As a follow up question - what counts as a body for body_entered? Shouldn’t two Area2D’s with children CollisionShape2Ds on the same layer count?
Carcanken | 2021-03-19 23:28
With respect to what counts as bodies for collision, the nodes that have the word “Body” in their name count for body_entered(). I’m not entirely certain why it’s set up like that. But the reason could be that the physics server and the system for detecting collisions are related.
I have a similar approach but don’t use signals though it works.
func physics_process(delta):
var Bodies = $Area2d.get_overlapping_bodies()
for b in Bodies:
if b.name == "Player":
print("Go to player")
Attach this to your area 2d if you don’t want the hassle of signals
If your Player uses another area2d to get enemy aggressive then change var Bodies = get_overlapping_bodies() into var Areas = get_overlapping_areas()

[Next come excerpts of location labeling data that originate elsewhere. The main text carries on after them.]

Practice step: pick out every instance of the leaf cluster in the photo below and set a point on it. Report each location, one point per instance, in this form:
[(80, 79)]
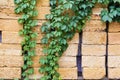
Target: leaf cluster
[(112, 14), (27, 9)]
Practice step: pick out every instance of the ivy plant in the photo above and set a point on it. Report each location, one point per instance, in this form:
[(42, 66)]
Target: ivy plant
[(27, 9)]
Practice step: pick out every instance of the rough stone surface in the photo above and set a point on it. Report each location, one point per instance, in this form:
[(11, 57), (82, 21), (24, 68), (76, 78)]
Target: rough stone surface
[(114, 27), (39, 49), (72, 50), (114, 73), (10, 73), (114, 61), (75, 39), (94, 73), (93, 50), (10, 49), (4, 2), (94, 38), (10, 25), (67, 62), (8, 12), (93, 61), (11, 37), (114, 38), (11, 61), (66, 73), (114, 50)]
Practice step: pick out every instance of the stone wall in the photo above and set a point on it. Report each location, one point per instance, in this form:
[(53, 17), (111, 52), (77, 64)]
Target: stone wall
[(100, 46)]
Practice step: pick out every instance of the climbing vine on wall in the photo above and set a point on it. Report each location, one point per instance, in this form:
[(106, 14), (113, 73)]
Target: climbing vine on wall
[(27, 9), (112, 13), (66, 18)]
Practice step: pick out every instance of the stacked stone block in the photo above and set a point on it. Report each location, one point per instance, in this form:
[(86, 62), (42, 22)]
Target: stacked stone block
[(94, 47), (11, 59), (114, 51)]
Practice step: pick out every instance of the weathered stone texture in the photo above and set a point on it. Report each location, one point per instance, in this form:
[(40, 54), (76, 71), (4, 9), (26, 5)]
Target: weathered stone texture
[(94, 73), (94, 38), (93, 61), (93, 50), (10, 73), (114, 38)]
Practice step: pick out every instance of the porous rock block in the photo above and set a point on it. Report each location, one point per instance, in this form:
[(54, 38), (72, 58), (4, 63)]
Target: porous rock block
[(64, 62), (10, 73), (11, 37), (94, 37), (114, 61), (114, 38), (114, 27), (66, 73), (114, 73), (93, 50), (10, 25), (4, 2), (39, 37), (10, 49), (96, 13), (38, 49), (93, 61), (94, 26), (8, 12), (67, 62), (75, 39), (94, 73), (11, 61), (72, 50), (114, 50), (42, 12)]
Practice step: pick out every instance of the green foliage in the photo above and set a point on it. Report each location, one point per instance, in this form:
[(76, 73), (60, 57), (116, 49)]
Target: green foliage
[(112, 13), (66, 18), (27, 9)]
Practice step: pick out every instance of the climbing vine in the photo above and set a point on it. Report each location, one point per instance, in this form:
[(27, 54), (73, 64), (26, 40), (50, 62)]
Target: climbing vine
[(112, 14), (66, 18), (27, 9)]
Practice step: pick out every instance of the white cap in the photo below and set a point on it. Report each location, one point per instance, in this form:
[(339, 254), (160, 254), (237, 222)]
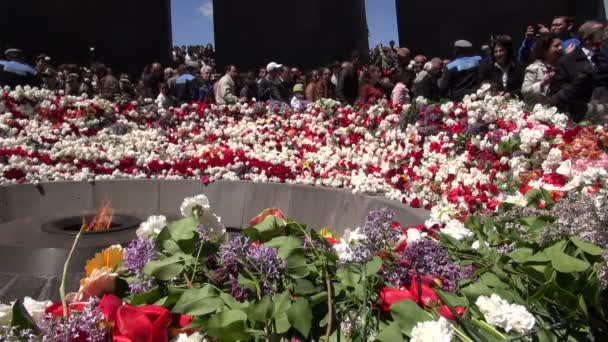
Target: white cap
[(272, 65)]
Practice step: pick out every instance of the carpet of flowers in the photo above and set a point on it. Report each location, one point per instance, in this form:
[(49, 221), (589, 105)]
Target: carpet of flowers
[(515, 246)]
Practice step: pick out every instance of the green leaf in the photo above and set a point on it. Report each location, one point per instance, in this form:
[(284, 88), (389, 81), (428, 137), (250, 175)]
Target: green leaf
[(296, 265), (407, 314), (300, 316), (183, 229), (373, 266), (305, 287), (521, 255), (22, 319), (564, 263), (391, 333), (285, 245), (262, 310), (228, 325), (587, 247), (198, 302)]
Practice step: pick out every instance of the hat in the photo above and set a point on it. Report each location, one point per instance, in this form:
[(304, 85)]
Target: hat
[(463, 44), (272, 65)]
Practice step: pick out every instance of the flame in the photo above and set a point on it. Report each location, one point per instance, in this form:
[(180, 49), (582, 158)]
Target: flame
[(102, 221)]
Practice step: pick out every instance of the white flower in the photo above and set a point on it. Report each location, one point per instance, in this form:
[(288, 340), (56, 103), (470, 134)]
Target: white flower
[(433, 331), (499, 313), (196, 337), (153, 225), (190, 203), (6, 315), (456, 230)]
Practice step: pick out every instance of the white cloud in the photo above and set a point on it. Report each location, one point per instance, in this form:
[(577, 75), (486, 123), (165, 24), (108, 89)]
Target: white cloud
[(206, 9)]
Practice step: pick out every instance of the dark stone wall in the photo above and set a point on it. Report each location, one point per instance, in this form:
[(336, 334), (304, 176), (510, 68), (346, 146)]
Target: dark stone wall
[(306, 33), (126, 34), (430, 27)]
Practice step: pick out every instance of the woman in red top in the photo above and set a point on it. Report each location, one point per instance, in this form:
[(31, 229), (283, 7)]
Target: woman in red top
[(370, 90)]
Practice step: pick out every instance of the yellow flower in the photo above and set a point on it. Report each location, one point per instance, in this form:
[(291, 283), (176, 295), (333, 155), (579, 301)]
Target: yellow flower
[(327, 233), (108, 258)]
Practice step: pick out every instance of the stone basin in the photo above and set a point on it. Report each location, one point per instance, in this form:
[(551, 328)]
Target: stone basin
[(32, 260)]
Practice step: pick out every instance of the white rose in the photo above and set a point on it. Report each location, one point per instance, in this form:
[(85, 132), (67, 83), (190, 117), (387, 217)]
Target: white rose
[(433, 331), (153, 225), (190, 203), (456, 230)]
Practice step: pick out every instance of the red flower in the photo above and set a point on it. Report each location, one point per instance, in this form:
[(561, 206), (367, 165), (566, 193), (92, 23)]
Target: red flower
[(445, 312), (268, 212), (390, 296), (142, 324)]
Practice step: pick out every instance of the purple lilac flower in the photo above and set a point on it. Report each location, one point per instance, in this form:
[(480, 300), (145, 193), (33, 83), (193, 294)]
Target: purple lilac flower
[(139, 252), (379, 231), (79, 326), (266, 262), (430, 258)]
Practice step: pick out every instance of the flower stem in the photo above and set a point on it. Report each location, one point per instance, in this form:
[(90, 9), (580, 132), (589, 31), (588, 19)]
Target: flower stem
[(64, 303), (489, 328)]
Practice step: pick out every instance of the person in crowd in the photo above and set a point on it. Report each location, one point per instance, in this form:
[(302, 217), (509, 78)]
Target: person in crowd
[(50, 79), (572, 86), (152, 79), (370, 90), (426, 81), (287, 83), (226, 90), (460, 77), (14, 71), (298, 101), (347, 89), (72, 86), (269, 88), (419, 63), (562, 26), (311, 94), (185, 84), (538, 75), (205, 85), (250, 87), (164, 99), (107, 85), (324, 89), (261, 75), (502, 71)]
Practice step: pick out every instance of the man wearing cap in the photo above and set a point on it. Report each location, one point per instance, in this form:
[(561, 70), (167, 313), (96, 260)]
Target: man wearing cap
[(460, 76), (269, 87), (226, 88), (14, 71)]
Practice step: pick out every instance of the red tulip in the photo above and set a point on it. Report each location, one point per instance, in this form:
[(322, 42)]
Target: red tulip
[(109, 305), (445, 312), (268, 212), (427, 296), (390, 296), (142, 324)]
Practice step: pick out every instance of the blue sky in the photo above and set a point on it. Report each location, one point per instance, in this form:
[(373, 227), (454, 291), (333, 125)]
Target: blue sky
[(193, 21)]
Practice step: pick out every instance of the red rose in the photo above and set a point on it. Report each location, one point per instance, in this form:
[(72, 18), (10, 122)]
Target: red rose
[(148, 323), (445, 312), (390, 296), (268, 212)]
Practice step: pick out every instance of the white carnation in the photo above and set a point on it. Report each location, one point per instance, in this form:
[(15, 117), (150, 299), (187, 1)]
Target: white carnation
[(153, 225), (433, 331), (190, 203), (456, 230)]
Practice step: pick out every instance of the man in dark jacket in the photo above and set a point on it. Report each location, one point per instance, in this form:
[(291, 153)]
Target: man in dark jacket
[(573, 83), (460, 76)]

Also the b.name = "Player refers to the name of your player area 2d or kinematic body
Thank you for this solution!
I have a slight worry about it though - is it not much worse performance wise to check for colliding bodies every physics_process call rather than to wait for a signal?
Carcanken | 2021-03-20 06:03
It depends on you. I personally use this because of it’s versatility. On the performance on the other hand, it is not fps eater. I think the most fps eater in your game is light and post procrssing
Mrpaolosarino | 2021-03-20 06:50
If the code frequently checks for collisions with get_overlapping_bodies(), then the performance will suffer.
Ertain | 2021-03-20 09:07
Well, it’s up to you, In my game personally, I use my solution but I didn’t see any drastic performance suffer. Either way, you can use the signal method or collision check.
Mrpaolosarino | 2021-03-20 09:21
If performance suffers, on the other hand, you can just check the collision object surrounding if you press a certain key. I think this is the key aspect of reducing it’s fps drop
The solution for this was to simply check for the area being entered rather than the body since I was only testing if two Area2D’s collided essentially. Seems it was a dumb mistake.